From: <er...@he...> - 2002-11-12 19:27:54
|
On Mon, Nov 11, 2002 at 02:31:00PM -0500, gor...@ph... wrote: > > Twice in the past 30 days, bpmaster has lost connections to most of the > slave nodes, at exactly the same instant. On October 20 we were running > BProc 3.1.9. Last night we were running BProc 3.2.2. On Oct 20, some of > the nodes had bproc jobs running, last night there were no bproc jobs > running. On Oct 20th all but 2 of 102 node connections were lost, last > night all but 5 connections were lost. > > I suspected a network outage, but the client nodes didn't log any > complaints about NFS services not being available, in either instance.
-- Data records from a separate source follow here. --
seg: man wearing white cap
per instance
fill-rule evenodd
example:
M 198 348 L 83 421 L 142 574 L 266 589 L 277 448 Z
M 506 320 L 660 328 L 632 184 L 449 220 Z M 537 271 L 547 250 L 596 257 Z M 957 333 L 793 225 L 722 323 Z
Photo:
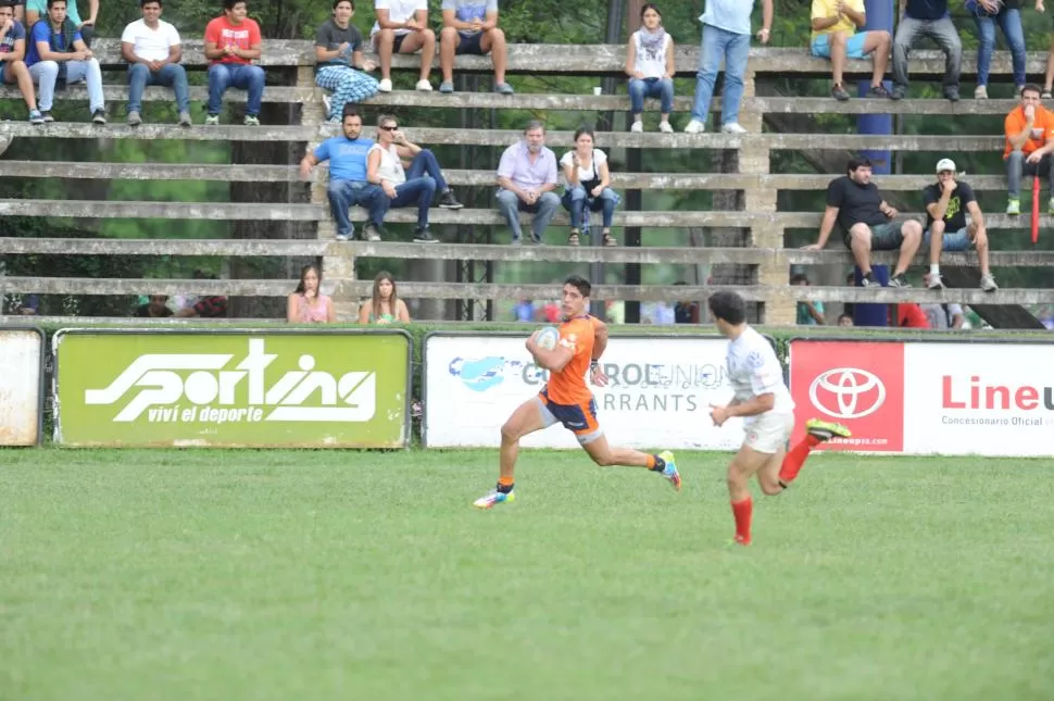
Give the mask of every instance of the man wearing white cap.
M 992 292 L 999 289 L 988 268 L 988 234 L 984 216 L 974 197 L 974 188 L 955 179 L 955 162 L 941 159 L 937 162 L 937 183 L 923 190 L 926 203 L 926 231 L 923 243 L 929 246 L 929 275 L 926 287 L 942 289 L 941 250 L 965 251 L 977 249 L 981 265 L 981 289 Z

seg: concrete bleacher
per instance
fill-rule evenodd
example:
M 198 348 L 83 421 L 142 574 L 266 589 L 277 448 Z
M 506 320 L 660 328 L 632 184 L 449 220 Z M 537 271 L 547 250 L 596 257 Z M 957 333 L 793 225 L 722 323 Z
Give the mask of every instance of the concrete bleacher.
M 93 46 L 96 54 L 106 71 L 123 71 L 117 42 L 100 39 Z M 512 74 L 554 75 L 622 75 L 625 49 L 617 46 L 548 46 L 517 45 L 510 48 L 509 71 Z M 974 57 L 964 57 L 963 73 L 976 72 Z M 396 57 L 397 68 L 414 70 L 415 57 Z M 204 60 L 200 42 L 185 45 L 184 63 L 193 70 L 202 70 Z M 438 63 L 438 62 L 437 62 Z M 185 129 L 172 124 L 145 124 L 130 128 L 116 116 L 99 127 L 84 123 L 54 123 L 34 126 L 28 123 L 0 124 L 0 141 L 23 138 L 68 139 L 178 139 L 211 141 L 281 141 L 314 145 L 338 134 L 338 127 L 323 123 L 322 91 L 313 85 L 314 52 L 306 41 L 267 41 L 260 61 L 268 71 L 296 75 L 293 86 L 268 86 L 264 100 L 275 103 L 301 105 L 299 124 L 244 127 L 224 125 L 204 127 L 197 125 Z M 678 75 L 694 74 L 698 65 L 698 48 L 678 47 Z M 1029 73 L 1045 70 L 1045 53 L 1030 54 Z M 459 72 L 489 73 L 489 59 L 459 57 Z M 996 52 L 993 75 L 1008 75 L 1009 55 Z M 869 62 L 850 62 L 850 75 L 870 73 Z M 943 55 L 937 52 L 916 52 L 912 59 L 912 74 L 939 76 L 943 73 Z M 126 97 L 123 75 L 108 73 L 105 88 L 109 101 L 121 102 Z M 829 65 L 808 57 L 798 49 L 755 49 L 752 51 L 750 74 L 746 82 L 741 123 L 751 129 L 744 136 L 722 134 L 629 134 L 625 132 L 599 133 L 600 148 L 616 149 L 680 149 L 680 150 L 733 150 L 739 154 L 739 173 L 613 173 L 613 186 L 620 190 L 742 190 L 745 208 L 742 211 L 642 211 L 620 209 L 616 213 L 616 226 L 674 227 L 741 227 L 750 229 L 750 248 L 628 248 L 615 249 L 566 246 L 540 246 L 513 248 L 467 243 L 417 245 L 388 240 L 382 242 L 346 242 L 332 240 L 332 225 L 325 200 L 325 183 L 328 172 L 318 168 L 310 184 L 312 201 L 309 204 L 288 202 L 124 202 L 26 199 L 0 202 L 0 216 L 55 216 L 92 218 L 167 218 L 167 220 L 222 220 L 222 221 L 298 221 L 312 223 L 317 230 L 316 240 L 230 239 L 230 240 L 142 240 L 142 239 L 48 239 L 0 238 L 0 254 L 83 254 L 83 255 L 223 255 L 223 256 L 321 256 L 327 286 L 332 287 L 338 315 L 351 318 L 355 302 L 368 293 L 371 281 L 356 280 L 354 262 L 361 258 L 403 258 L 450 261 L 566 261 L 576 263 L 637 263 L 647 265 L 716 264 L 735 263 L 750 266 L 756 284 L 737 286 L 749 299 L 763 304 L 763 317 L 767 323 L 793 323 L 794 302 L 801 299 L 831 301 L 904 302 L 925 297 L 928 301 L 958 301 L 964 303 L 1020 304 L 1054 302 L 1054 291 L 1040 289 L 1003 289 L 984 295 L 976 289 L 948 289 L 942 292 L 923 290 L 865 290 L 844 287 L 810 288 L 788 285 L 790 265 L 818 265 L 851 263 L 849 252 L 835 241 L 825 251 L 800 251 L 786 249 L 783 237 L 789 229 L 815 229 L 819 212 L 777 211 L 776 198 L 780 190 L 818 190 L 838 175 L 835 174 L 771 174 L 774 151 L 856 151 L 861 149 L 890 149 L 948 154 L 962 151 L 996 151 L 1002 148 L 1000 134 L 977 136 L 943 135 L 892 135 L 861 136 L 855 134 L 783 134 L 762 133 L 762 122 L 768 114 L 948 114 L 948 115 L 1002 115 L 1009 111 L 1013 100 L 964 100 L 951 104 L 945 100 L 908 99 L 900 102 L 888 100 L 854 99 L 836 102 L 829 98 L 757 97 L 754 78 L 764 75 L 790 75 L 793 77 L 827 77 Z M 120 77 L 118 77 L 120 76 Z M 624 87 L 619 88 L 623 92 Z M 204 99 L 205 88 L 193 86 L 191 99 Z M 18 99 L 11 86 L 0 89 L 0 96 Z M 242 92 L 230 90 L 230 101 L 238 101 Z M 73 86 L 58 95 L 62 100 L 85 100 L 86 91 Z M 162 88 L 147 90 L 147 100 L 170 100 L 171 92 Z M 691 96 L 679 96 L 678 111 L 686 111 Z M 719 100 L 715 100 L 715 110 Z M 457 92 L 442 96 L 438 92 L 421 93 L 397 90 L 379 95 L 368 101 L 371 107 L 394 110 L 414 109 L 523 109 L 604 111 L 626 110 L 625 95 L 549 95 L 519 92 L 499 96 L 490 92 Z M 407 124 L 407 134 L 423 145 L 446 146 L 506 146 L 519 137 L 515 130 L 465 130 L 450 128 L 414 127 Z M 367 132 L 368 134 L 368 132 Z M 567 132 L 551 132 L 548 143 L 557 153 L 569 145 Z M 460 187 L 491 187 L 494 184 L 493 166 L 478 170 L 447 171 L 452 185 Z M 297 180 L 296 165 L 229 165 L 229 164 L 162 164 L 162 163 L 64 163 L 0 160 L 0 177 L 22 178 L 106 178 L 106 179 L 160 179 L 160 180 L 212 180 L 231 183 L 289 183 Z M 932 181 L 932 176 L 902 175 L 877 178 L 883 190 L 915 191 Z M 978 190 L 1001 190 L 1005 179 L 1001 175 L 969 177 Z M 1026 184 L 1028 187 L 1028 184 Z M 1045 210 L 1045 208 L 1044 208 Z M 363 212 L 353 210 L 353 220 L 362 221 Z M 902 216 L 918 216 L 919 212 L 905 212 Z M 389 222 L 412 222 L 412 210 L 393 210 Z M 1054 218 L 1041 217 L 1041 225 L 1054 225 Z M 456 212 L 434 210 L 435 224 L 460 224 L 500 226 L 502 221 L 494 209 L 465 209 Z M 1001 213 L 986 214 L 991 229 L 1018 229 L 1027 231 L 1030 216 L 1008 217 Z M 567 224 L 561 211 L 554 220 L 555 227 Z M 565 240 L 566 228 L 552 228 L 550 241 Z M 1022 234 L 1024 236 L 1024 234 Z M 507 240 L 507 233 L 499 230 L 495 240 Z M 919 260 L 921 260 L 920 254 Z M 889 254 L 879 254 L 878 261 L 890 261 Z M 970 264 L 976 260 L 970 253 L 945 254 L 945 265 Z M 1000 266 L 1050 266 L 1054 252 L 994 252 L 993 267 Z M 280 297 L 287 295 L 294 281 L 286 279 L 224 279 L 224 280 L 159 280 L 159 279 L 99 279 L 63 277 L 0 277 L 0 292 L 37 292 L 52 295 L 124 295 L 166 292 L 175 293 L 225 293 L 229 296 Z M 658 285 L 598 286 L 598 295 L 605 299 L 667 300 L 704 298 L 719 289 L 716 287 L 688 287 L 670 289 Z M 404 297 L 431 297 L 436 299 L 518 299 L 522 297 L 547 297 L 551 286 L 501 285 L 480 283 L 422 283 L 401 280 Z

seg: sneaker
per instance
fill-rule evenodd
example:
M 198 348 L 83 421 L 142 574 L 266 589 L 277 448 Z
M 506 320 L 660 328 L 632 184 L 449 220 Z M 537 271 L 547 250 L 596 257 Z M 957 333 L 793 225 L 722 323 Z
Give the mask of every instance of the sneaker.
M 658 453 L 658 456 L 663 459 L 666 463 L 666 467 L 663 468 L 663 477 L 669 480 L 669 484 L 674 486 L 674 489 L 680 491 L 680 473 L 677 472 L 677 461 L 674 460 L 674 453 L 668 450 L 664 450 Z
M 702 134 L 705 130 L 706 125 L 699 120 L 692 120 L 688 123 L 688 126 L 685 127 L 685 134 Z
M 443 210 L 460 210 L 465 205 L 457 201 L 453 190 L 447 190 L 439 196 L 439 206 Z
M 814 438 L 819 438 L 820 441 L 828 441 L 835 436 L 849 438 L 853 435 L 849 428 L 841 424 L 833 424 L 818 418 L 810 418 L 805 422 L 805 433 Z
M 503 504 L 513 501 L 516 501 L 516 490 L 498 491 L 494 489 L 493 491 L 490 491 L 472 502 L 472 505 L 476 509 L 493 509 L 495 504 Z
M 376 224 L 369 222 L 366 226 L 362 227 L 362 235 L 367 241 L 379 241 L 380 240 L 380 229 Z
M 431 235 L 427 226 L 418 226 L 414 229 L 414 241 L 417 243 L 436 243 L 439 239 Z

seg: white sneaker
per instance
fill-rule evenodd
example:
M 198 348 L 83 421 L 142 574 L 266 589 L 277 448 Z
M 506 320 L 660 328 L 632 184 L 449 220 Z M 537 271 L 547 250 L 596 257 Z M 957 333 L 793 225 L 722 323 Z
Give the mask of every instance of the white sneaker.
M 688 123 L 688 126 L 685 127 L 685 134 L 702 134 L 705 130 L 706 125 L 699 120 L 692 120 Z

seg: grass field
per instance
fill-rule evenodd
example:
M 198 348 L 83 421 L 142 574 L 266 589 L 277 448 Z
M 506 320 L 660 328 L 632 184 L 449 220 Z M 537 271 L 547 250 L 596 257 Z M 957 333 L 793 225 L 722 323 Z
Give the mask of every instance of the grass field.
M 1050 461 L 726 459 L 0 452 L 0 699 L 1054 698 Z

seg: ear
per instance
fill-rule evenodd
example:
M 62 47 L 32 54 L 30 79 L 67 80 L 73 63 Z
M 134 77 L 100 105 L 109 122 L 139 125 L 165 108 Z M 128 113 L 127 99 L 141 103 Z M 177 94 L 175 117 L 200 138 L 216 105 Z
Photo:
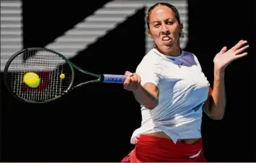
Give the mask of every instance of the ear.
M 149 37 L 152 37 L 152 35 L 151 35 L 151 34 L 150 33 L 150 31 L 149 31 L 149 29 L 147 29 L 147 33 L 148 33 Z

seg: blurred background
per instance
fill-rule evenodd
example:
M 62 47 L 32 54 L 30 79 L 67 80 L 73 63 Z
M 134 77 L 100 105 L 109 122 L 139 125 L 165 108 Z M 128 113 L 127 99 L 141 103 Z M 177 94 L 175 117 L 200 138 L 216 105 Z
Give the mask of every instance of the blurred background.
M 224 118 L 203 115 L 202 134 L 209 162 L 252 162 L 252 1 L 1 1 L 1 78 L 10 56 L 31 47 L 54 50 L 95 73 L 134 72 L 153 47 L 146 33 L 148 7 L 164 1 L 180 11 L 187 34 L 182 47 L 195 54 L 212 85 L 215 55 L 240 39 L 250 45 L 249 55 L 226 70 Z M 87 78 L 77 73 L 75 79 Z M 17 101 L 1 86 L 4 162 L 120 162 L 133 148 L 140 105 L 122 85 L 90 84 L 40 105 Z

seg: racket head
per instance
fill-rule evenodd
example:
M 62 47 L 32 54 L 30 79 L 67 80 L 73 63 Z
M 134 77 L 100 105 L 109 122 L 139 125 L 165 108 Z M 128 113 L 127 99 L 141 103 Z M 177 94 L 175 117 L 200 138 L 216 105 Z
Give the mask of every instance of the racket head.
M 37 87 L 31 88 L 25 84 L 24 76 L 27 73 L 39 76 Z M 4 73 L 5 85 L 12 96 L 34 103 L 48 103 L 61 98 L 71 88 L 74 80 L 74 70 L 69 60 L 53 50 L 42 47 L 16 52 L 8 60 Z

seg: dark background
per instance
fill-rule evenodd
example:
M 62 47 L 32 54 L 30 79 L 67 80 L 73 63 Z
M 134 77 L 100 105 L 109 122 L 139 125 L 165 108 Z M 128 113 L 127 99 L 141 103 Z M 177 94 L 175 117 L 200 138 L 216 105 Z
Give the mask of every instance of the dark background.
M 108 1 L 25 1 L 24 47 L 45 46 Z M 198 56 L 213 85 L 215 55 L 224 46 L 248 40 L 249 55 L 226 70 L 225 117 L 213 121 L 203 115 L 202 134 L 209 162 L 252 162 L 254 6 L 252 1 L 188 1 L 185 50 Z M 141 9 L 71 61 L 95 73 L 134 72 L 145 53 L 144 16 Z M 84 79 L 79 73 L 76 78 Z M 120 162 L 133 149 L 130 138 L 140 124 L 140 106 L 121 85 L 91 84 L 40 105 L 16 100 L 1 85 L 4 162 Z

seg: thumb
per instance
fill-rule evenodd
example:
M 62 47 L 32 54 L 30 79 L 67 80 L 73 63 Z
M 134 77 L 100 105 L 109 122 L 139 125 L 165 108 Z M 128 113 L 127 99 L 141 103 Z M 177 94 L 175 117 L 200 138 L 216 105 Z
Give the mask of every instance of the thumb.
M 224 47 L 221 50 L 220 53 L 221 53 L 221 54 L 224 53 L 224 52 L 226 51 L 226 50 L 227 50 L 226 47 Z
M 133 73 L 131 73 L 130 71 L 125 71 L 125 75 L 131 76 L 131 75 L 133 75 Z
I'm > at a loss as to how to further trace this problem, as it doesn't happen > frequently enough to allow running bpmaster with debugging turned on. Any > suggestions would be appreciated. > > Sample log messages are: > > Oct 20 04:13:21 lxsrvr bpmaster: lost connection to slave 0 > Oct 20 04:13:22 lxsrvr bpmaster: lost connection to slave 8 > Oct 20 04:13:22 lxsrvr bpmaster: lost connection to slave 11 > Oct 20 04:13:22 lxsrvr bpmaster: lost connection to slave 13 > Oct 20 04:13:22 lxsrvr bpmaster: lost connection to slave 21 > Oct 20 04:13:22 lxsrvr bpmaster: lost connection to slave 22 Do the slave nodes log any messages like ping timeout? This would be something printed to the console if you're using beoboot. I had a problem where a lot of system activity on the front end caused a bunch of slaves disappear at the same time. I "solved" (worked around, actually) this by turning up the ping timeout. You can try that by adding a line that looks like "pingtimeout ###" to /etc/beowulf/config. The default is about 30 seconds. (pings @ 15 sec intervals - if no response by the next time to ping, then the remote end is deemed dead.) Note that both the master and the slaves send pings to each other. - Erik |